One cautionary point about the use of this prompt relates to the lengths of the sides of the triangles. Students can unwittingly create impossible triangles by following their sequences (even when all three are ascending). For example, triangles with sides of lengths (5, 6, 9) (7, 8, 14) gives (9, 10, 19) on the third diagram. The sum of the lengths of the two shorter sides must be greater than the length of the longest side *and* the sum of the increases of the two shorter sides must be greater than the increase of the longest side.

# Exploring the prompt

A year 10 class at **Haverstock School **(Camden, UK) explored the prompt. They conjectured that the size of the angle marked with a green dot (above) would increase because the sequences are increasing. The conjecture turned out to be false, which can explained by considering the ratio of (the length of side b):(the sum of the lengths of sides a and c).

As the ratio approaches 1:1, at which point the angle disappears, the angle is getting smaller. The class then went on to explore their own sequences, aiming to find triangles in which the angle stayed the same and increased in size.

The examples on this page come form Mona, Kacey and Abdul Rahim.

# Lines of inquiry

### (1) The size of other angles

Students might choose (or be directed) to find different angles in the scalene triangles. If the teacher splits the class into three groups, then the students could verify their calculations by sharing the results from each group. The inquiry could move away from a focus on whether the size of one angle increases or decreases to consider how and why the three angles are changing in relation to each other.

### (2) A given included angle

Another line of inquiry is initiated by a new prompt that gives an included angle. The angles increase in a linear sequence while the lengths of the two given sides decrease. Students speculate about what happens to the length of the third side and go on to use the rearranged cosine rule to check their conjectures. The teacher might use the prompt to introduce the **sine rule **to find the size of the other angles.

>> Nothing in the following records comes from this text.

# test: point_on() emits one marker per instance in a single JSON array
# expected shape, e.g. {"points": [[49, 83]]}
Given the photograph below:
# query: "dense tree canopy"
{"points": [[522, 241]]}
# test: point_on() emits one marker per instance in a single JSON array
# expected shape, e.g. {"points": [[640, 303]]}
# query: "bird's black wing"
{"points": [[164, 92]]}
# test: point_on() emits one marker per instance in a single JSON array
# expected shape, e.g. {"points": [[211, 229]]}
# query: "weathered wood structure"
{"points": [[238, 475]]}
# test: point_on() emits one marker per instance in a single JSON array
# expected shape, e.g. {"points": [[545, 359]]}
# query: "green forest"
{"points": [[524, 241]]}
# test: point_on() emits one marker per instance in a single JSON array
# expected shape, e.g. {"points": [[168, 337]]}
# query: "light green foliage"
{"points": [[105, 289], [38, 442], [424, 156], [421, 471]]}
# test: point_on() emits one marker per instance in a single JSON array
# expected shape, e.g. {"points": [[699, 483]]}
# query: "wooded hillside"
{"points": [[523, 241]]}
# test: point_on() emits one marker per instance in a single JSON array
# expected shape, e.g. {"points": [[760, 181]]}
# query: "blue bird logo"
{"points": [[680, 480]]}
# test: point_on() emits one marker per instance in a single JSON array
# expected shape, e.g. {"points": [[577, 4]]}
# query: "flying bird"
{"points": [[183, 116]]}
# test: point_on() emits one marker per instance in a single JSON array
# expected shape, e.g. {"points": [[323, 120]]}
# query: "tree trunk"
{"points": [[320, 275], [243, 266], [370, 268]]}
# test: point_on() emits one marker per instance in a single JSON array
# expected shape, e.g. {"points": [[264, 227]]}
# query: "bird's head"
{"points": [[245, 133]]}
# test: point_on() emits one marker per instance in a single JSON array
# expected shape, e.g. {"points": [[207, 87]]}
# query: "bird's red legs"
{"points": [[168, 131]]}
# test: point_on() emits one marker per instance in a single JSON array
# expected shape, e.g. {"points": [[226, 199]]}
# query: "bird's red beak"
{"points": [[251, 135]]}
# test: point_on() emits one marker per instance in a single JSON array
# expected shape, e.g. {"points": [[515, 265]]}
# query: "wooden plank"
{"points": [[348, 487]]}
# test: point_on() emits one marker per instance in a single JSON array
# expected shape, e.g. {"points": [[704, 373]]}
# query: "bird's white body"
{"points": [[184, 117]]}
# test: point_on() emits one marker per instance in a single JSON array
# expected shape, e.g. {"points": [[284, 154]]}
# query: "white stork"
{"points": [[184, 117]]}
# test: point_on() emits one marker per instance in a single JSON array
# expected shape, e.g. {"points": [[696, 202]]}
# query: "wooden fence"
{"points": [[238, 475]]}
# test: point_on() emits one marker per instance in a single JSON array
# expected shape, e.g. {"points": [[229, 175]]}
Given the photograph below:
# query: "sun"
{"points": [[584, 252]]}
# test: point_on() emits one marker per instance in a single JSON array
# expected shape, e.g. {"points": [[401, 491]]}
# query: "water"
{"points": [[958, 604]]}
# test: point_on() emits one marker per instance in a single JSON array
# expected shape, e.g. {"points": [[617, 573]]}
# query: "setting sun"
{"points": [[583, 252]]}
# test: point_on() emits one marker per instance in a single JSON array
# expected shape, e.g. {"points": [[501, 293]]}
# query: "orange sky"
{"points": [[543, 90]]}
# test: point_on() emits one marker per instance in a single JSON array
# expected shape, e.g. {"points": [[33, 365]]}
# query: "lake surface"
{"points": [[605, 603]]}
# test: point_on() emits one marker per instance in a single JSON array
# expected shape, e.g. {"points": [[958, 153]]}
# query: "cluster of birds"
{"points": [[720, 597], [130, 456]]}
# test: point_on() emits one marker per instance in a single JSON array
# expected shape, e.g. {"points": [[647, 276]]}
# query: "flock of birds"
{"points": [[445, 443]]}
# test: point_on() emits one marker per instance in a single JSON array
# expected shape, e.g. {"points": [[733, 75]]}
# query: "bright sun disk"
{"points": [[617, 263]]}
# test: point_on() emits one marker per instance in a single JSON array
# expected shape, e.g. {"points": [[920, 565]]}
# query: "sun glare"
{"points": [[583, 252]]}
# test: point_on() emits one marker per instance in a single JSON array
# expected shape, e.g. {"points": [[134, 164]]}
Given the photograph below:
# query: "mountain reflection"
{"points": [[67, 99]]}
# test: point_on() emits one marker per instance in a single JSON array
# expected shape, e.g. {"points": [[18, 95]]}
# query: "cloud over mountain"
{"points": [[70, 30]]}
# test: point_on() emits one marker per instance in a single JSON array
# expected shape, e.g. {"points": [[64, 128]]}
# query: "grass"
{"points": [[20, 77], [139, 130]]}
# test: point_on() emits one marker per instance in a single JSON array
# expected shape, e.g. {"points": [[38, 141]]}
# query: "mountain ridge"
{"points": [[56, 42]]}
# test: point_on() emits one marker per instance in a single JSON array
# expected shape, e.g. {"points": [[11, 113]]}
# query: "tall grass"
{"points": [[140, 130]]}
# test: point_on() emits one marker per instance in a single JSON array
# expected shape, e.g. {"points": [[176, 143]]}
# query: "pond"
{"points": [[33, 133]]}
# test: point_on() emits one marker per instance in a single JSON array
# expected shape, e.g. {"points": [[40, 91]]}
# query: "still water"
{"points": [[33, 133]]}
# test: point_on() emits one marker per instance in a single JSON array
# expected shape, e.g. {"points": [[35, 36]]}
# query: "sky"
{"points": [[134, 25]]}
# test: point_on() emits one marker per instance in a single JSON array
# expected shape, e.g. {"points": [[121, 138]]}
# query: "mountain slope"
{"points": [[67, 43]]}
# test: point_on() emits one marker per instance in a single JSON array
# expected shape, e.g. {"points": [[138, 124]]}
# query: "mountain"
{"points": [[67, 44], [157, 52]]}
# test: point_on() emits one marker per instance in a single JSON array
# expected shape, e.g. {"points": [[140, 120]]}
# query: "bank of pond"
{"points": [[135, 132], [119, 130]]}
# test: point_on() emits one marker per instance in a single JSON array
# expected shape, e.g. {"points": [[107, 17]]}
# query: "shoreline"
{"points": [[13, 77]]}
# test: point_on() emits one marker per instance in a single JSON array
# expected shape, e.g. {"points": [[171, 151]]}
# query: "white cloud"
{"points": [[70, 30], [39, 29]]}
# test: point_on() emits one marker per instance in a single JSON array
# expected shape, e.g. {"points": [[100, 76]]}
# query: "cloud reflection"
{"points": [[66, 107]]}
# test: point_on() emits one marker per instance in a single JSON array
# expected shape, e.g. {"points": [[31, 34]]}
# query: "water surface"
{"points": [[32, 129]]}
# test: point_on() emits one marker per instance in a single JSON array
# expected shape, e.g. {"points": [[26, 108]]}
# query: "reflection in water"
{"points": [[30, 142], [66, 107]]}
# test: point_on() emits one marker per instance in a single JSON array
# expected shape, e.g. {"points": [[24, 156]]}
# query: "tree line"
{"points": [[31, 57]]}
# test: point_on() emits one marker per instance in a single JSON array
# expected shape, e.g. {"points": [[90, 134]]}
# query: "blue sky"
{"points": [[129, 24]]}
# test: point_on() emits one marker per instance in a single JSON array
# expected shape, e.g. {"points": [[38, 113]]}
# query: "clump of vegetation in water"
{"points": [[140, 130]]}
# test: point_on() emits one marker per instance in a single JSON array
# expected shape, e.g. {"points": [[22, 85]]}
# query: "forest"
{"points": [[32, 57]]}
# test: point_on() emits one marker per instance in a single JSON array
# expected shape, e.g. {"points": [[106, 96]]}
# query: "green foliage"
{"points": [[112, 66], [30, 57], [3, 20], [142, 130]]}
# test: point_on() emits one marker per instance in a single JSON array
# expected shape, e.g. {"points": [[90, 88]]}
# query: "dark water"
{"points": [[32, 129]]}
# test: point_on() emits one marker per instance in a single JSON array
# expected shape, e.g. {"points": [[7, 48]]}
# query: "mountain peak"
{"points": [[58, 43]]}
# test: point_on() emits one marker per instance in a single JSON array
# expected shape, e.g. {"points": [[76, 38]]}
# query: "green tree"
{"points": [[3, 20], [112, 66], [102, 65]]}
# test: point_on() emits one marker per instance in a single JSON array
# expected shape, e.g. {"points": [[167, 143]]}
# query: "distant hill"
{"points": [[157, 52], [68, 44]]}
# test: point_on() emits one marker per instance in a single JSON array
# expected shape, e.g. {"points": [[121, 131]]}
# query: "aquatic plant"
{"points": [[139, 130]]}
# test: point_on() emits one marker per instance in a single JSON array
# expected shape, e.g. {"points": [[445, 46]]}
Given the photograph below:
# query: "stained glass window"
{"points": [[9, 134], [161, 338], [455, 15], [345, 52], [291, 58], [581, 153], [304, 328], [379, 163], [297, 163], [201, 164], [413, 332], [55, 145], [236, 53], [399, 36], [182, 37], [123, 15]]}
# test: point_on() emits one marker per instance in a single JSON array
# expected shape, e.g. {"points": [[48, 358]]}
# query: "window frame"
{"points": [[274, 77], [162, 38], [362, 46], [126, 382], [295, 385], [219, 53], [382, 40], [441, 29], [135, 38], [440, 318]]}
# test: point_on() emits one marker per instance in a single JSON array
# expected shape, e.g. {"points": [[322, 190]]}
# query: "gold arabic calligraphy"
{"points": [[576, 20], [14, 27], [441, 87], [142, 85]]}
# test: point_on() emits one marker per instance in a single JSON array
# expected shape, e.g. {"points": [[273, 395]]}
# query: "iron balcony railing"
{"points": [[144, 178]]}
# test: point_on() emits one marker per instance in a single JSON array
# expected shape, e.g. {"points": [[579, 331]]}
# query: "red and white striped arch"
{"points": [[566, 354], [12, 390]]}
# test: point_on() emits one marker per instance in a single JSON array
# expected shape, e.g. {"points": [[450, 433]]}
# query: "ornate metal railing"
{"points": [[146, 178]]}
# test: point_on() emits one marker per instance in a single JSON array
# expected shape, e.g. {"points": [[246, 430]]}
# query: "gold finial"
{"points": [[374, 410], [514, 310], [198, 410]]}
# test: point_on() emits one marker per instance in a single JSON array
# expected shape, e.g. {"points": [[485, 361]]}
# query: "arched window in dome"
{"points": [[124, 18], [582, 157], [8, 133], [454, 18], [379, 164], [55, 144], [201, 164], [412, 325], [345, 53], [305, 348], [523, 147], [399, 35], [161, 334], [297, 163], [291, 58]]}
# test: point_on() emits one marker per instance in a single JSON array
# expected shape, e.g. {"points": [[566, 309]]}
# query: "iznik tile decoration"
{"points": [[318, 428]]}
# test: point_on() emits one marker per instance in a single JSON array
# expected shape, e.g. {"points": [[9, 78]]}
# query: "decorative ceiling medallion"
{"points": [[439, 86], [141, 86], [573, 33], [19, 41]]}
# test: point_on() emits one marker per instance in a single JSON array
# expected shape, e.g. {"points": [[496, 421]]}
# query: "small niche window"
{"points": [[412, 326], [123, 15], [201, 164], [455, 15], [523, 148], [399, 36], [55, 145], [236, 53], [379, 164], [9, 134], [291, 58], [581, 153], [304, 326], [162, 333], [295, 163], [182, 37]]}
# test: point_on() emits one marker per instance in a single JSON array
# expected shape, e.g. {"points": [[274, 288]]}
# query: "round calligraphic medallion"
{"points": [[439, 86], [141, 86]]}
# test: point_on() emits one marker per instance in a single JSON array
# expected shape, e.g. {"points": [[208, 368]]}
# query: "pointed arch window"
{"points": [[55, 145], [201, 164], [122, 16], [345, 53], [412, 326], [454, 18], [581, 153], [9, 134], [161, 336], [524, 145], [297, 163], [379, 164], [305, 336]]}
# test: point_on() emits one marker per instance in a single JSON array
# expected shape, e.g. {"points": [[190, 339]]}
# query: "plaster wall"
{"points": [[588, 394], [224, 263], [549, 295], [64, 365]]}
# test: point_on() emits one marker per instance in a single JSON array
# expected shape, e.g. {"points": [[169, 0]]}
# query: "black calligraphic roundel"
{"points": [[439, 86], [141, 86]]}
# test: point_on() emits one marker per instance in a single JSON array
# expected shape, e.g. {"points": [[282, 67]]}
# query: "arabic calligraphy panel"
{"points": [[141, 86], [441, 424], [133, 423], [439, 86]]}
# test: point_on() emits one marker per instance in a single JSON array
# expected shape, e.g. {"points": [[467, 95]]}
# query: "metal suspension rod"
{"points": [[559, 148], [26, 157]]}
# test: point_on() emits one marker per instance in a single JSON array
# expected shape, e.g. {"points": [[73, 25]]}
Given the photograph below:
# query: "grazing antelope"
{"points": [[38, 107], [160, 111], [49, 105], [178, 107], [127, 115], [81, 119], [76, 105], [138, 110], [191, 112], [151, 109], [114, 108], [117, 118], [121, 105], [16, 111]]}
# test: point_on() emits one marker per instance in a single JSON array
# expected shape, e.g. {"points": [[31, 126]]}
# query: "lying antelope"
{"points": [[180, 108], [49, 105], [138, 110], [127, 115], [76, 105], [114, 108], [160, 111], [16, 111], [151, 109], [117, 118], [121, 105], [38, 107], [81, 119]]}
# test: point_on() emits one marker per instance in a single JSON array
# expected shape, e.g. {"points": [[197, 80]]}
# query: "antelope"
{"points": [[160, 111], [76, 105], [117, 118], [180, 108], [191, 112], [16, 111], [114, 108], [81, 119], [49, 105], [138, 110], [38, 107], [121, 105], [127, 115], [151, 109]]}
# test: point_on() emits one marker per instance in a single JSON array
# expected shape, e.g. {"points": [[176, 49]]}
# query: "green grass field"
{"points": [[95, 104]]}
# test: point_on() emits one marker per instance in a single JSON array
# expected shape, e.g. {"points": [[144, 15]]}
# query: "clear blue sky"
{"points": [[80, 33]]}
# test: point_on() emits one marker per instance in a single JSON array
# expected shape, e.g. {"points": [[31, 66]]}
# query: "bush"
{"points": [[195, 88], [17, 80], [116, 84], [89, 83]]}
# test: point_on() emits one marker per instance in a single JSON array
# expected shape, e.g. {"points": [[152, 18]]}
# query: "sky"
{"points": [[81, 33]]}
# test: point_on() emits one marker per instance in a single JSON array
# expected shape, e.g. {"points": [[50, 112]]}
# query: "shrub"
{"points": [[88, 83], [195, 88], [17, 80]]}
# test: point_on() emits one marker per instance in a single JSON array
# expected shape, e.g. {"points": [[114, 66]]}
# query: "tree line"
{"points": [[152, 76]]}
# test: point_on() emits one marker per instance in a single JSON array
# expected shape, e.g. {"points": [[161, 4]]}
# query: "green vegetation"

### (3) Algebraic expressions

The cosine of the angle can be expressed algebraically by using the nth terms for the sequences (see **mathematical notes**). Students can then use the algebraic expression to calculate the size of each angle as *n* increases before going on to create their own examples.

### (4) Area of the triangle

The teacher might take the opportunity to introduce the trigonometric formula for the area of a triangle, especially if a student has posed a question or made a conjecture about the areas of the triangles in the prompt at the start of the inquiry. Students could use numerical and algebraic approaches (see **mathematical notes**).